The final model equation in terms of real components for the Biodiesel yield is presented in Equation 4. The model equations show the relationship between the biodiesel yield and the components used (KNPA, SOPA, and DPLA). The terms “A, B, and C” represent KNPA, SOPA, and DPLA, respectively. Each quadratic response of Biodiesel yield is discussed based on the two factors' interaction that can be applied in all experimental regions. This allows one factor to be varied while the other factor is kept constant [49,50].

The quadratic equation generated by the software is represented in Equations 2. The equation, can be used to predict the response for given levels of each factor.
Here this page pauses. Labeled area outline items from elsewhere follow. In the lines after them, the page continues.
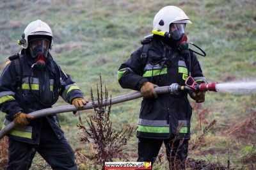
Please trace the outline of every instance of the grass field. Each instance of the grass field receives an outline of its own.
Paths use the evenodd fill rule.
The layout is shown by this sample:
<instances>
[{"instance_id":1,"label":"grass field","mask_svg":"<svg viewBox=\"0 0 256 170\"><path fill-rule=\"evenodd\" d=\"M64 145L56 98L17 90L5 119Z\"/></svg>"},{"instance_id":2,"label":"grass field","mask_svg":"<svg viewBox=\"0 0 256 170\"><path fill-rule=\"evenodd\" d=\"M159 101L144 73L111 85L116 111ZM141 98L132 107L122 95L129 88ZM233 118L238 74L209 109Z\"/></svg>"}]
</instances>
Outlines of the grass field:
<instances>
[{"instance_id":1,"label":"grass field","mask_svg":"<svg viewBox=\"0 0 256 170\"><path fill-rule=\"evenodd\" d=\"M20 50L16 41L24 28L30 22L41 19L52 29L51 53L55 60L71 75L86 97L90 98L91 88L96 89L100 73L112 97L132 92L120 86L116 72L131 52L140 47L140 40L150 34L154 15L166 5L181 8L193 22L186 26L189 42L201 47L207 54L198 58L209 82L255 81L254 0L0 0L0 62L3 64L8 56ZM191 146L199 143L196 137L209 123L214 120L217 123L200 141L200 146L195 144L196 149L191 148L189 157L226 167L229 160L230 169L256 169L255 97L255 91L209 92L202 105L191 100L194 114ZM113 127L136 127L140 102L136 99L113 105L110 118ZM60 99L55 105L67 104ZM204 109L207 110L200 118ZM93 112L88 110L80 114L85 123ZM4 113L0 114L1 121L4 116ZM78 117L65 113L60 115L60 120L74 150L81 152L88 150L88 145L79 141ZM131 161L137 158L135 134L124 148ZM86 155L88 158L89 155ZM87 169L93 164L88 160L86 165L79 166ZM49 168L36 155L31 169L42 167ZM167 167L166 161L157 160L154 169Z\"/></svg>"}]
</instances>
The high levels of the mixture components are coded as +1, and the low levels are coded as 0. The coded equation is useful for identifying the relative impact of the factors by comparing the factor coefficients. The positive and negative coefficients of a model equation usually indicate the positive and negative effects of the independent variables on the selected responses [51]. The coefficients +47.62, +45.66, and +52.63, obtained for model terms A (KNPA), B (SOPA), and C (DPLA), suggest that the biodiesel yield of WFOB was highly influenced by the three residues used [52]. It is also suggested that the order of influence is C > A > B. Similarly, the coefficient obtained for the mixture of KNPA and SOPA has a positive coefficient of +28.33, suggesting that the mixture of the two residues has a stronger influence on biodiesel yield than the mixture of KNPA and DPLA with a positive coefficient of +5.85. The coefficient of +1.17 also suggests that the mixture of KNPA and DPLA with the square of SOPA influences the biodiesel yield.
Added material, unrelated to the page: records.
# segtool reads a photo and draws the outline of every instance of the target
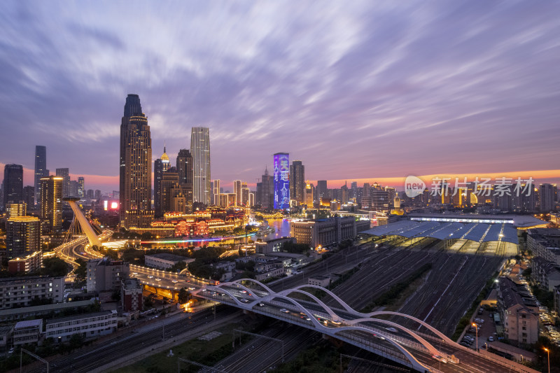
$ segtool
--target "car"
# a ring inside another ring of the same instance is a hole
[[[443,363],[447,363],[447,359],[446,359],[445,358],[444,358],[442,356],[440,356],[439,355],[433,355],[432,356],[432,358],[433,358],[434,359],[437,360],[438,361]]]

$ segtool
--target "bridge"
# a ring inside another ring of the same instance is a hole
[[[255,280],[244,279],[206,286],[191,293],[316,330],[418,372],[536,373],[499,356],[483,355],[461,346],[413,316],[384,311],[358,312],[319,286],[302,285],[276,293]],[[323,300],[327,298],[328,301]],[[326,302],[337,306],[328,306]]]

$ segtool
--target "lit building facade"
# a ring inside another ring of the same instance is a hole
[[[210,204],[210,129],[193,127],[190,131],[192,154],[192,202]]]
[[[290,208],[290,155],[277,153],[273,158],[274,209]]]
[[[300,160],[295,160],[290,166],[290,198],[298,202],[304,202],[305,167]]]
[[[129,94],[120,124],[120,219],[125,228],[149,226],[152,211],[152,139],[138,94]]]
[[[27,251],[36,251],[41,246],[41,222],[35,216],[15,216],[6,222],[6,250],[8,258]]]
[[[41,179],[41,218],[48,221],[48,231],[62,227],[62,181],[60,176]]]
[[[48,176],[47,171],[47,148],[41,145],[35,146],[35,183],[34,201],[39,203],[41,198],[41,178]]]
$$\mathrm{B}\mathrm{i}\mathrm{o}\mathrm{d}\mathrm{i}\mathrm{e}\mathrm{s}\mathrm{e}\mathrm{l}\mathrm{y}\mathrm{i}\mathrm{e}\mathrm{l}\mathrm{d}=47.62\mathrm{A}+45.66\mathrm{B}+52.63\mathrm{C}+28.33\mathrm{A}\mathrm{B}+5.85\mathrm{A}\mathrm{C}-147.06\mathrm{B}\mathrm{C}-0.85{\mathrm{A}}^2\mathrm{B}\mathrm{C}+1.17\mathrm{A}{\mathrm{B}}^2\mathrm{C}-0.55\mathrm{A}\mathrm{B}{\mathrm{C}}^2$$

(2)

Where A is the coded variable for KNPA, B is the coded variable for SOPA and C is the coded variable for DPLA.
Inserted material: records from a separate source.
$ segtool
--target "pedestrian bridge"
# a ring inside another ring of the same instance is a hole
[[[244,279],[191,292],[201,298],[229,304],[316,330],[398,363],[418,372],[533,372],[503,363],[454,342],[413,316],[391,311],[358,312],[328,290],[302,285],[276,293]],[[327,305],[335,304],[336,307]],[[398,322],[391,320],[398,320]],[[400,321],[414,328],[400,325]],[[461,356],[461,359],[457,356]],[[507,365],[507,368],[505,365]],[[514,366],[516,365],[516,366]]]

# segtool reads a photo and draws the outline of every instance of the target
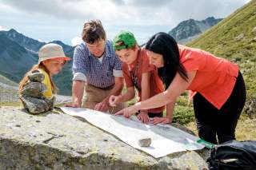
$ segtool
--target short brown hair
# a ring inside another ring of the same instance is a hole
[[[94,44],[100,39],[106,40],[106,32],[99,20],[91,20],[83,26],[82,39],[89,44]]]

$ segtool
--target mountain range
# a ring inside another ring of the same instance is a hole
[[[222,18],[209,17],[205,20],[197,21],[189,19],[180,22],[176,27],[172,29],[168,34],[181,44],[184,44],[197,38],[206,30],[221,22]]]
[[[182,22],[169,32],[178,42],[186,42],[204,32],[206,29],[217,24],[222,19],[213,17],[198,22],[190,19]],[[24,74],[35,65],[38,61],[38,49],[46,44],[29,38],[11,29],[0,31],[0,74],[18,83]],[[66,45],[61,41],[53,41],[63,47],[66,56],[73,57],[74,47]],[[50,43],[50,42],[48,42]],[[54,77],[56,85],[62,95],[71,95],[72,61],[65,65],[62,71]]]

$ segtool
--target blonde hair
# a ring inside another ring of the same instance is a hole
[[[23,87],[25,85],[26,83],[27,83],[29,81],[29,77],[28,75],[30,73],[31,73],[34,70],[38,70],[38,69],[43,69],[45,72],[46,72],[46,73],[49,75],[50,77],[50,85],[51,85],[51,89],[53,91],[53,93],[56,93],[58,92],[58,88],[56,87],[56,85],[54,83],[54,81],[51,77],[51,76],[50,75],[49,70],[46,69],[46,67],[42,64],[42,62],[40,62],[38,65],[34,65],[30,71],[28,71],[25,76],[23,77],[22,80],[19,82],[18,84],[18,90],[19,93],[23,89]]]

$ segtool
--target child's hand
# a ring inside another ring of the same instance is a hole
[[[71,103],[71,104],[65,104],[65,107],[70,107],[70,108],[80,108],[79,105],[77,103]]]
[[[150,121],[149,115],[147,113],[142,112],[137,116],[138,119],[140,120],[143,124],[148,124]]]
[[[111,95],[110,99],[109,99],[110,105],[112,106],[112,107],[117,106],[117,105],[118,103],[120,103],[121,98],[122,98],[121,95],[119,95],[119,96]]]
[[[157,124],[170,124],[171,123],[171,120],[168,117],[154,117],[150,120],[150,123],[154,125]]]
[[[94,107],[94,110],[98,110],[101,112],[106,112],[108,109],[109,109],[108,105],[104,101],[98,103]]]

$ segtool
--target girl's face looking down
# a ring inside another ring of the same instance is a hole
[[[146,53],[150,57],[150,63],[151,65],[154,65],[157,68],[164,66],[164,61],[162,54],[156,53],[150,50],[146,50]]]
[[[46,67],[50,74],[55,75],[62,71],[66,61],[62,59],[50,59],[42,61],[42,64]]]

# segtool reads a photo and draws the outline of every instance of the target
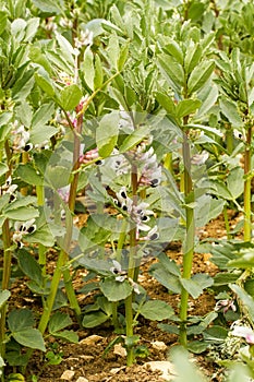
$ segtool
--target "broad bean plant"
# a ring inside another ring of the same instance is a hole
[[[194,353],[245,342],[237,361],[219,358],[242,365],[229,381],[254,378],[252,1],[0,4],[1,380],[32,378],[33,351],[52,357],[48,336],[77,343],[73,320],[108,322],[106,353],[121,343],[132,366],[146,356],[140,315]],[[242,216],[234,229],[229,210]],[[227,237],[203,239],[220,214]],[[207,252],[215,277],[193,273]],[[150,259],[179,312],[142,286]],[[24,277],[34,309],[12,308]],[[215,310],[191,315],[204,291]],[[176,380],[203,380],[184,351],[172,355]]]

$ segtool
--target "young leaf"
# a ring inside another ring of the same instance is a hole
[[[149,300],[141,307],[140,313],[147,320],[162,321],[170,319],[174,311],[165,301]]]
[[[82,325],[84,327],[95,327],[108,321],[109,317],[101,311],[87,313],[84,315]]]
[[[176,117],[176,104],[168,95],[157,92],[155,98],[165,108],[169,116]]]
[[[58,40],[58,44],[60,46],[60,51],[64,60],[66,60],[73,68],[75,65],[74,62],[74,49],[72,45],[69,43],[69,40],[60,35],[59,33],[56,33],[56,37]]]
[[[16,175],[26,183],[34,186],[41,186],[43,177],[36,171],[31,163],[20,164],[16,169]]]
[[[0,291],[0,308],[7,302],[11,293],[7,289]]]
[[[215,68],[214,61],[203,61],[192,71],[188,80],[188,93],[193,94],[199,91],[209,80]]]
[[[179,94],[184,85],[184,72],[182,65],[169,55],[159,55],[158,65],[172,89]]]
[[[192,40],[189,44],[186,56],[184,59],[184,68],[186,74],[190,74],[197,65],[202,58],[202,48],[199,44],[194,44]]]
[[[55,332],[52,335],[57,338],[61,338],[63,341],[68,341],[72,344],[78,343],[78,335],[76,332],[73,331],[61,331],[61,332]]]
[[[63,11],[63,3],[61,0],[32,0],[35,7],[40,11],[52,14],[59,14]]]
[[[177,117],[178,118],[183,118],[189,115],[192,115],[196,112],[198,107],[201,106],[201,100],[199,99],[183,99],[178,103],[177,106]]]
[[[94,91],[94,81],[95,81],[94,55],[89,46],[85,50],[82,69],[84,71],[85,82],[87,86],[92,91]]]
[[[102,158],[108,157],[112,153],[118,142],[119,120],[119,114],[111,112],[105,115],[99,121],[99,126],[96,129],[96,144]]]
[[[99,283],[100,290],[107,297],[109,301],[120,301],[124,300],[128,296],[132,294],[132,286],[125,279],[120,283],[117,282],[113,277],[105,278]]]
[[[9,167],[4,163],[0,163],[0,177],[2,177],[7,171],[9,171]]]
The findings in this study show improvement in the catalyst performance over the work of Oyedoh et al. [53] that used coconut shells as heterogeneous catalyst to esterified waste cooking oil. The reported elemental composition of CaO (17.32%) and SiO₂ (21.40%) are lower than 42.81% and 27.53% respectively obtained in this study. The predicted R² (0.7705) and actual R² (0.9541) values found by Oyedoh et al. [53] are closely in agreement with 0.7417 and 0.9542, respectively obtain in this work.

4. Conclusions

A composite catalyst from the ashes of three selected Agro-residues of Dried Pawpaw Leaves (DPL), Kola Nut Pods (KNP), and Sweet Orange Peels (SOP) was developed and used for transesterification of Waste Frying Oil (WFO) with ethanol. The composite developed with D-Optimal Design under the Mixture Methodology (MM) of the Design Expert Software (12.0) gave the best mixing ratio of the three residues as 1:1:1 w/w. The application of the catalyst in the transesterification of WFO with ethanol produces WFO Biodiesel (WFOB) with a yield of 65%. The physicochemical analysis of the WFOB produced was found to meet the biodiesel standards. The feasibility of combining the three selected residues (KNPA, SOPA, and DPLA) to develop a composite catalyst for transesterification of WFO is established. The model equation developed can be used to predict biodiesel yield during the transesterification of WFO using the composite catalyst.